Jill Harris: And I’m Jill Harris, your kidney stone prevention nurse. Hello, Jeff! What’s new?
Jeff Sarris: Yeah, we’re talking a little before it’s been a rough week. I just wanted to sort of address it up top just to get it out of the way. Our friends in the Kidney Stone Diet community, like people know about my cat, Alpha, and without letting it break me down a little bit, but like we had to say goodbye this week. And yeah, it’s just really hard. And I’m still getting through it. But I just wanted to just get it out there. It’s just crazy how quickly stuff like that happens is. Like the day you told me about Luke, Alpha was like just about 11 years old, never a single thing at that point: never a single issue, never had to bring him in for anything. But then a couple weeks later, things started to not be good.

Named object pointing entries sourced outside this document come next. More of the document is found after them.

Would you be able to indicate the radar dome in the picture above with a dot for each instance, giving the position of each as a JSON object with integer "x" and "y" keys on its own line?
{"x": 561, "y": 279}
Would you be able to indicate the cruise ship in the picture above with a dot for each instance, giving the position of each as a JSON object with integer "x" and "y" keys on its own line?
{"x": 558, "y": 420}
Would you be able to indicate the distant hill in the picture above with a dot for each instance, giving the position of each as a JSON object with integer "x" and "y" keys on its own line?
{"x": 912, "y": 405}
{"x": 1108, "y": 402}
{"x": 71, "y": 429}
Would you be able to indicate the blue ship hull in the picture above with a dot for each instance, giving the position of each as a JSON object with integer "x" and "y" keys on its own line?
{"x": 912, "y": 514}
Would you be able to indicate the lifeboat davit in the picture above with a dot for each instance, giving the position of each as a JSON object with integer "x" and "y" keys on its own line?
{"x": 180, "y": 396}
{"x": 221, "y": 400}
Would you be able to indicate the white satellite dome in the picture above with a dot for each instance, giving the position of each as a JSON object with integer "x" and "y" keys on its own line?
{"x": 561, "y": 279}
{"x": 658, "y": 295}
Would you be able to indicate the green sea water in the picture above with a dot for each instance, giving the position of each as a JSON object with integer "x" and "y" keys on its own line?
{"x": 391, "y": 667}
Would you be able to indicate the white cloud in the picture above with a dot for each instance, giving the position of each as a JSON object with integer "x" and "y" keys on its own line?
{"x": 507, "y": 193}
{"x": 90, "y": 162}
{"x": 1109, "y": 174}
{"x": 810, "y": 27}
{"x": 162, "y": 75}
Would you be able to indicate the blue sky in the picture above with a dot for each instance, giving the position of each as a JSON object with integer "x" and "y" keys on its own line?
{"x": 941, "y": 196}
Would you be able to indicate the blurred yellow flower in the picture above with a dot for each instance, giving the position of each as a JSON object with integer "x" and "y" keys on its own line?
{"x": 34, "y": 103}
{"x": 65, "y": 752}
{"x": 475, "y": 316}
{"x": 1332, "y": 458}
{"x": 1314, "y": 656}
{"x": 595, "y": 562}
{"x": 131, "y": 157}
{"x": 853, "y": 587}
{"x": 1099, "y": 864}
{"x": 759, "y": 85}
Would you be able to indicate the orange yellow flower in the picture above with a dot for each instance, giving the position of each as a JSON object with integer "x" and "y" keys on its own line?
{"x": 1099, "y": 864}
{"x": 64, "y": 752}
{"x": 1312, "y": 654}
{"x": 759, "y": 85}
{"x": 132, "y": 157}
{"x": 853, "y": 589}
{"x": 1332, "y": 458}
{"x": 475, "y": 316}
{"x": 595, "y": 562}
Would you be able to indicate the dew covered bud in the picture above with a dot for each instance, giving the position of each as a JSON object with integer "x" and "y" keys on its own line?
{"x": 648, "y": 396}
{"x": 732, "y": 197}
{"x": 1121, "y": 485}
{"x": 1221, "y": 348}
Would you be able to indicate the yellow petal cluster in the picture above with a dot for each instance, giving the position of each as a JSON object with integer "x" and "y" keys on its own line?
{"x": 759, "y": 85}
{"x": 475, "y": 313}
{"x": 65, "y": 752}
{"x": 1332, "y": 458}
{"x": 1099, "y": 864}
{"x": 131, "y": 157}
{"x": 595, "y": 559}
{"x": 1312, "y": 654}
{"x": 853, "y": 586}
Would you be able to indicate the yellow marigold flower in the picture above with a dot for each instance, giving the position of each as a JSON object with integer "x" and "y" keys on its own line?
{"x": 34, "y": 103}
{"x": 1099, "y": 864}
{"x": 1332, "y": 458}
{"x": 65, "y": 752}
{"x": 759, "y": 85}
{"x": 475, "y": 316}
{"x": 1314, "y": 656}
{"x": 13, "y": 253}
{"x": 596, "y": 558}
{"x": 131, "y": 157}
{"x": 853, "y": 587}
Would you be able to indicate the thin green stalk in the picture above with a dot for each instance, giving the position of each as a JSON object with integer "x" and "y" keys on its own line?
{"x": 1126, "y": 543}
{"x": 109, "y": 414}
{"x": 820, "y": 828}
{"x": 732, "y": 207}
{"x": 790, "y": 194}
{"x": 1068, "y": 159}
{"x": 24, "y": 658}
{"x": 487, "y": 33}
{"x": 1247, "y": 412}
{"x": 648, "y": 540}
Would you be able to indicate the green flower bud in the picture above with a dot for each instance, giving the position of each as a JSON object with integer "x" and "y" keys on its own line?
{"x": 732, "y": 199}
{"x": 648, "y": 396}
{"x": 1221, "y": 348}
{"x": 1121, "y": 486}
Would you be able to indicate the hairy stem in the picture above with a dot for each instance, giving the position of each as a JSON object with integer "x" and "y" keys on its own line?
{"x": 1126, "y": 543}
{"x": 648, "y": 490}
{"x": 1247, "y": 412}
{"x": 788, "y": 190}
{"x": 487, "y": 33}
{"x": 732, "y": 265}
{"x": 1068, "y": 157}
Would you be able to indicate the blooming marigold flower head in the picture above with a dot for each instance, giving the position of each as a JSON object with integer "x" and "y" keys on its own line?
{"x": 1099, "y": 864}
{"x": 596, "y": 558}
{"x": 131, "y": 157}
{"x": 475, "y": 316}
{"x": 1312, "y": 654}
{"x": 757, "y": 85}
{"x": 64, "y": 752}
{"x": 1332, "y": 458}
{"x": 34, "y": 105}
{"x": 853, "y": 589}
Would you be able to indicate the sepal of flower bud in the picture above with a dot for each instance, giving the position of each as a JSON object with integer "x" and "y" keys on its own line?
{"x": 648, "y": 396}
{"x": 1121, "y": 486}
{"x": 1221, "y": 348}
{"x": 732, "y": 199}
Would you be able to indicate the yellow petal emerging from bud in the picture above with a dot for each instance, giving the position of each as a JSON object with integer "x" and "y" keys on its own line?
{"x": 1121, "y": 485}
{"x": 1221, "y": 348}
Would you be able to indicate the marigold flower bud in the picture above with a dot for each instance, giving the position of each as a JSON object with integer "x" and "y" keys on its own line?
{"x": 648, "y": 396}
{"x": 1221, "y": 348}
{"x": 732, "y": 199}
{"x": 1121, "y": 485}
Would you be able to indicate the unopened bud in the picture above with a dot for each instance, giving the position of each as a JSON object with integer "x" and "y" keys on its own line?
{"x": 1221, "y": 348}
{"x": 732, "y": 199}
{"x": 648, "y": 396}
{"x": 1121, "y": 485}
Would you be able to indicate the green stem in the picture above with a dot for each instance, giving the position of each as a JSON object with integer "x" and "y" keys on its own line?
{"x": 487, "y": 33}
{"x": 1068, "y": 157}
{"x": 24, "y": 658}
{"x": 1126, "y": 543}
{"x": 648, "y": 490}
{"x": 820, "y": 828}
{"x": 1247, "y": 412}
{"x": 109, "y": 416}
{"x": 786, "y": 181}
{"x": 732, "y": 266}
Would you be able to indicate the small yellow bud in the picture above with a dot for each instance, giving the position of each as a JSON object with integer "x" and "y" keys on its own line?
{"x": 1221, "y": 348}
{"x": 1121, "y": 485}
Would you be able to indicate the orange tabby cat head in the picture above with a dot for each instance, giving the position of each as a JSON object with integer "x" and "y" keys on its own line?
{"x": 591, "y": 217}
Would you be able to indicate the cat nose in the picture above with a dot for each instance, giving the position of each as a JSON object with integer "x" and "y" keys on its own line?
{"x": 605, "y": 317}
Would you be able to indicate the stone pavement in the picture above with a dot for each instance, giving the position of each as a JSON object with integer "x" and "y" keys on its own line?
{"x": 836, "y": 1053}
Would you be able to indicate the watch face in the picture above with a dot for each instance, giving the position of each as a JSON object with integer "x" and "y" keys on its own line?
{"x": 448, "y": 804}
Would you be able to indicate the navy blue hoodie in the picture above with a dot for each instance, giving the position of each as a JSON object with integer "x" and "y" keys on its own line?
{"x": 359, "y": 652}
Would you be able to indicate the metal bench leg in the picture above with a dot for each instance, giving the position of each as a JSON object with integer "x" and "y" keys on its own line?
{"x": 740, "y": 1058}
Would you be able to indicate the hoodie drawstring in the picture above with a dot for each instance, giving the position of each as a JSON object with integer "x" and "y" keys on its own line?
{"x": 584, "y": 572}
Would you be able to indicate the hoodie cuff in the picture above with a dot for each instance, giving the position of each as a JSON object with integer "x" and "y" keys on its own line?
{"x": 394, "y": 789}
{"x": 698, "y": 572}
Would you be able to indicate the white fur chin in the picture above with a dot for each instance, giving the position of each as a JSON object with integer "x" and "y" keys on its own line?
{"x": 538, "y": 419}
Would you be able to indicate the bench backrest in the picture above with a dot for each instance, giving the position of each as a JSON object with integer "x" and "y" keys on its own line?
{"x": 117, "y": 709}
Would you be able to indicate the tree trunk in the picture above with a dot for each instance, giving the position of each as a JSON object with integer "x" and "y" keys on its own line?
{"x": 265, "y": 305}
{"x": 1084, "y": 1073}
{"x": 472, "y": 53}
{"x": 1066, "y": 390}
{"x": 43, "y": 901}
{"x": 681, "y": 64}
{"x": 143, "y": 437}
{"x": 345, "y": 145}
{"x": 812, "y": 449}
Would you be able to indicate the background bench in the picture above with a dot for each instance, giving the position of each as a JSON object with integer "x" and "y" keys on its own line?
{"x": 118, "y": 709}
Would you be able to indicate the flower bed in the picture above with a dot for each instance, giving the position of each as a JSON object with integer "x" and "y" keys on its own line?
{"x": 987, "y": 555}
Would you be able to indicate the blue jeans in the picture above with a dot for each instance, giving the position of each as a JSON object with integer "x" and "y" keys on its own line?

He was having digestive troubles and they brought him in, and they found lymphoma. And yeah, just rapidly declined and changed until this week where he had to, sadly, make the call. Just spent every moment I could with them, and like, making sure he knew you know how much he means to us–now meant to us. And yeah, it’s tough, though. Been around 11 years 24/7. Like I’ve been running this business SPYR, like our business, since 2010. So he’s been like, on my lap, on my hip next to me in my shadow for 24/7, every day for 11 years because I do everything from home. So, yeah, it’s a challenge and it’s really sad, but I’m grateful. I’m grateful for everything that he brought into my life and I like to think that he knows that because we were so close.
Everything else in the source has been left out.